From Om Malik’s latest FoMo newsletter:

As I headed back, I saw construction workers building apartments — those glass cages soon to be filled with members of the remote work revolution. I saw homeless people huddled next to each other, fighting off the cold that descends on San Francisco every night. I saw Amazon delivery vans, UPS trucks, USPS vans, and even bikers carrying packages. Others were busy making the roads better for those who might want to ride their “scooters” on them. They had on their plastic masks and their big, thick worker gloves.

It was 7:30 when I got home, and I was just shy of my 10,000 steps. I was also acutely aware of the chasms between the haves and have nots, and how the latter are forced to play a daily game of Russian roulette. You, me, and every other knowledge worker who can work from home, may wax eloquent about the value of remote work, but we all know that is just a big fat lie. Our society, and the comfort it provides on a daily basis, only exists because of the unseen — those who toil because they don’t have a choice to stay at home. Those who, if they don’t work, they don’t eat and their rents don’t get paid.

Sad as it is, it takes streets emptied by a pandemic to make them visible. These are the people who are deep cleaning locations, keeping the grocery stores open, the food and essentially delivered. They are like the nurses who keep the patients in an ICU alive. And I wonder what is that we are doing for them? How much is enough to do for them? Will we, in fact, do anything?

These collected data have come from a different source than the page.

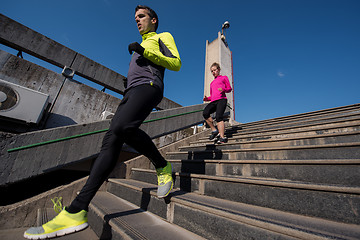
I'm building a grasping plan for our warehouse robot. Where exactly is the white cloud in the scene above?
[278,71,285,78]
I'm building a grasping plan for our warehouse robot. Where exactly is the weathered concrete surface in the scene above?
[0,14,181,109]
[0,104,208,185]
[0,50,121,128]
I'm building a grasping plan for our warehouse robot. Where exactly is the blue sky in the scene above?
[0,0,360,123]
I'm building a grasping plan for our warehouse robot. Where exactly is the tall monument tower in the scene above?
[204,21,235,124]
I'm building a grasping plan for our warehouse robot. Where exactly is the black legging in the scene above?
[67,84,167,213]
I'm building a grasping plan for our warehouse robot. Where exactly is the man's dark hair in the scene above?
[135,5,159,31]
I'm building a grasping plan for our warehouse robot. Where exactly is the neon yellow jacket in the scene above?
[127,32,181,90]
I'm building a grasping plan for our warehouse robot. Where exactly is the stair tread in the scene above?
[188,131,360,146]
[0,227,99,240]
[166,142,360,154]
[199,118,360,141]
[132,168,360,194]
[91,192,204,240]
[109,179,360,238]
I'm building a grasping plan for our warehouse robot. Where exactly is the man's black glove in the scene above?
[128,42,145,55]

While I’m able to get out and about easily, I’ve been going to local shops to pick up extra groceries (because the supermarkets are out of stock of some items), as well as to my doctor’s surgery and the nearby pharmacy. I’m very grateful to all the staff that run those places, and are keeping them up for as long as they can, as best they can.

I’m acutely aware how lucky I am to have so many options within walking distance of my home. And I really hope that by spending my money locally, I’m helping others to keep going too.

And I hope that not only are people’s eyes opened to the inequality in our society, but they are stirred to demand that government and business act as part of society rather than above it.